In this month’s article by Bou Monsef et al., a systematic approach to identifying mechanisms of failure and appropriate treatment protocols for failed total knee arthroplasty are introduced. The authors make the important point that avoiding operative intervention before a diagnosis is made, even in cases of pain with no clear etiology, is essential. Individual discussions on the roles of infection, loosening and component failure, instability, stiffness, patellofemoral complications, and even neuromas are presented and placed in their proper perspective.
Indeed, one of the greatest frustrations in orthopaedic practice is the inability to identify the causative factors for a condition. The failure of a total knee arthroplasty may be associated with one or more contributing factors, including rare and unusual conditions such as the formation of heterotopic bone, the development of complex regional pain syndrome, the occurrence of hemarthrosis, and even hypersensitivity to certain metals.
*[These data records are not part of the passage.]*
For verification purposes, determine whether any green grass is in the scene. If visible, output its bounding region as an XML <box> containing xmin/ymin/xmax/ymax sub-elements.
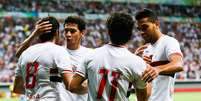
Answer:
<box><xmin>129</xmin><ymin>92</ymin><xmax>201</xmax><ymax>101</ymax></box>
<box><xmin>0</xmin><ymin>92</ymin><xmax>201</xmax><ymax>101</ymax></box>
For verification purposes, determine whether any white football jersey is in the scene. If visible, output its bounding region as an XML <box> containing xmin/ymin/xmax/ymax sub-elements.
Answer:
<box><xmin>60</xmin><ymin>46</ymin><xmax>93</xmax><ymax>101</ymax></box>
<box><xmin>76</xmin><ymin>44</ymin><xmax>147</xmax><ymax>101</ymax></box>
<box><xmin>16</xmin><ymin>42</ymin><xmax>72</xmax><ymax>101</ymax></box>
<box><xmin>144</xmin><ymin>35</ymin><xmax>182</xmax><ymax>101</ymax></box>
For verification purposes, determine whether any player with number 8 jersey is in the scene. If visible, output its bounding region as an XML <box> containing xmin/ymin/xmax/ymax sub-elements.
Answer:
<box><xmin>13</xmin><ymin>17</ymin><xmax>72</xmax><ymax>101</ymax></box>
<box><xmin>69</xmin><ymin>13</ymin><xmax>151</xmax><ymax>101</ymax></box>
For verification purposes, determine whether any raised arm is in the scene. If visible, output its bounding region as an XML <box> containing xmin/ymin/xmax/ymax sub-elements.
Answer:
<box><xmin>68</xmin><ymin>74</ymin><xmax>88</xmax><ymax>94</ymax></box>
<box><xmin>16</xmin><ymin>20</ymin><xmax>52</xmax><ymax>58</ymax></box>
<box><xmin>135</xmin><ymin>83</ymin><xmax>151</xmax><ymax>101</ymax></box>
<box><xmin>13</xmin><ymin>76</ymin><xmax>25</xmax><ymax>94</ymax></box>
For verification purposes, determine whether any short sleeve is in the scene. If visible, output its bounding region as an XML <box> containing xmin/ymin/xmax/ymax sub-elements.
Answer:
<box><xmin>15</xmin><ymin>57</ymin><xmax>22</xmax><ymax>76</ymax></box>
<box><xmin>54</xmin><ymin>48</ymin><xmax>73</xmax><ymax>73</ymax></box>
<box><xmin>131</xmin><ymin>57</ymin><xmax>147</xmax><ymax>89</ymax></box>
<box><xmin>75</xmin><ymin>57</ymin><xmax>87</xmax><ymax>78</ymax></box>
<box><xmin>165</xmin><ymin>38</ymin><xmax>183</xmax><ymax>60</ymax></box>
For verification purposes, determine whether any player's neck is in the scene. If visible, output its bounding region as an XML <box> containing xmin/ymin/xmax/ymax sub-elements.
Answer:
<box><xmin>109</xmin><ymin>43</ymin><xmax>127</xmax><ymax>48</ymax></box>
<box><xmin>151</xmin><ymin>31</ymin><xmax>163</xmax><ymax>44</ymax></box>
<box><xmin>66</xmin><ymin>44</ymin><xmax>80</xmax><ymax>50</ymax></box>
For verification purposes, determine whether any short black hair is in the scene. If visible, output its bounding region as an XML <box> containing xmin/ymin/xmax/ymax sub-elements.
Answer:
<box><xmin>106</xmin><ymin>13</ymin><xmax>134</xmax><ymax>45</ymax></box>
<box><xmin>39</xmin><ymin>16</ymin><xmax>59</xmax><ymax>42</ymax></box>
<box><xmin>135</xmin><ymin>8</ymin><xmax>158</xmax><ymax>22</ymax></box>
<box><xmin>64</xmin><ymin>16</ymin><xmax>86</xmax><ymax>31</ymax></box>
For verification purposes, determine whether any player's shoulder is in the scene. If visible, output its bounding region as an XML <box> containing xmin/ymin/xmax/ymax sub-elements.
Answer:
<box><xmin>164</xmin><ymin>35</ymin><xmax>178</xmax><ymax>42</ymax></box>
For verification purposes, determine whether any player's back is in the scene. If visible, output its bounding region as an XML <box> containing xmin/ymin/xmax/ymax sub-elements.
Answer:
<box><xmin>80</xmin><ymin>45</ymin><xmax>146</xmax><ymax>101</ymax></box>
<box><xmin>18</xmin><ymin>42</ymin><xmax>68</xmax><ymax>101</ymax></box>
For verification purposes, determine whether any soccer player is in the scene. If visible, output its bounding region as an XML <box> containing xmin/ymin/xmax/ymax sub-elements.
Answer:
<box><xmin>58</xmin><ymin>16</ymin><xmax>92</xmax><ymax>101</ymax></box>
<box><xmin>13</xmin><ymin>17</ymin><xmax>83</xmax><ymax>101</ymax></box>
<box><xmin>17</xmin><ymin>16</ymin><xmax>92</xmax><ymax>101</ymax></box>
<box><xmin>69</xmin><ymin>13</ymin><xmax>149</xmax><ymax>101</ymax></box>
<box><xmin>135</xmin><ymin>9</ymin><xmax>183</xmax><ymax>101</ymax></box>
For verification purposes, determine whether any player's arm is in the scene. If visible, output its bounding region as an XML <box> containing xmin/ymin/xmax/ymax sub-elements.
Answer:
<box><xmin>16</xmin><ymin>20</ymin><xmax>52</xmax><ymax>58</ymax></box>
<box><xmin>142</xmin><ymin>53</ymin><xmax>183</xmax><ymax>82</ymax></box>
<box><xmin>156</xmin><ymin>53</ymin><xmax>183</xmax><ymax>74</ymax></box>
<box><xmin>69</xmin><ymin>74</ymin><xmax>88</xmax><ymax>94</ymax></box>
<box><xmin>62</xmin><ymin>72</ymin><xmax>73</xmax><ymax>90</ymax></box>
<box><xmin>13</xmin><ymin>76</ymin><xmax>25</xmax><ymax>94</ymax></box>
<box><xmin>135</xmin><ymin>83</ymin><xmax>151</xmax><ymax>101</ymax></box>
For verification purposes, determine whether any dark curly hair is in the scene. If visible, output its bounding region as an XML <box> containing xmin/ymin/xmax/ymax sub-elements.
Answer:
<box><xmin>39</xmin><ymin>16</ymin><xmax>59</xmax><ymax>42</ymax></box>
<box><xmin>107</xmin><ymin>13</ymin><xmax>134</xmax><ymax>45</ymax></box>
<box><xmin>135</xmin><ymin>8</ymin><xmax>158</xmax><ymax>22</ymax></box>
<box><xmin>64</xmin><ymin>16</ymin><xmax>86</xmax><ymax>31</ymax></box>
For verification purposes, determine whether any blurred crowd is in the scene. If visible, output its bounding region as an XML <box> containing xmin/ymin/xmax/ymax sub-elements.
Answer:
<box><xmin>0</xmin><ymin>0</ymin><xmax>201</xmax><ymax>17</ymax></box>
<box><xmin>0</xmin><ymin>0</ymin><xmax>201</xmax><ymax>82</ymax></box>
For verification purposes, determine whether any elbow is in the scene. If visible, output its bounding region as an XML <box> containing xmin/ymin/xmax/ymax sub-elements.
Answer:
<box><xmin>68</xmin><ymin>85</ymin><xmax>79</xmax><ymax>93</ymax></box>
<box><xmin>176</xmin><ymin>63</ymin><xmax>184</xmax><ymax>72</ymax></box>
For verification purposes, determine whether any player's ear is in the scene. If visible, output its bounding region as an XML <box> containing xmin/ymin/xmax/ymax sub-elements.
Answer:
<box><xmin>81</xmin><ymin>30</ymin><xmax>87</xmax><ymax>37</ymax></box>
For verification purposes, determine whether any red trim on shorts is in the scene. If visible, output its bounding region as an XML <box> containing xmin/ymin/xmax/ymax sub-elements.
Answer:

Interestingly, up to 17% of the general population expresses some sensitivity to the metals used in total knee implants such as nickel, chromium, and cobalt.
Failure of total knee arthroplasty can be devastating to the patient, but early diagnosis and careful systematic analysis of the potential etiologies can lead to a favorable outcome. This article provides a clear and concise approach to this problem and is a “must read” for surgeons who perform this operation now and the residents and fellows who will be caring for these patients in the decades to come.
Thomas A. Einhorn, MD, Editor
The article “Adult human mesenchymal stem cells delivered via intra-articular injection to the knee following partial medial menisectomy” is an interesting report of a randomized, double-blind, controlled study carried out over a 2-year period following subtotal medial menisectomy.
While the positive impact of mesenchymal stem cells (MSCs) on both the meniscus and articular cartilage has been demonstrated in animal models, this study looks at the potentially beneficial effects in humans after partial menisectomy. MSC injection in this setting resulted in no apparent complication secondary to these injections. Pain in patients with osteoarthritis was also improved over 2 years compared to those patients treated only with hyaluronate injection. Most intriguing, though, was that in 24% of patients with lower dose MSC and in 6% with higher dose MSC, there was an increase in meniscal volume on MRI by > 15%. None in the control group showed any volume change.
With the large number of meniscal injuries treated surgically in all age groups, MSC injection following partial menisectomy may prove to be a safe method to decrease osteoarthritic pain and potentially increase the volume of the remaining meniscus.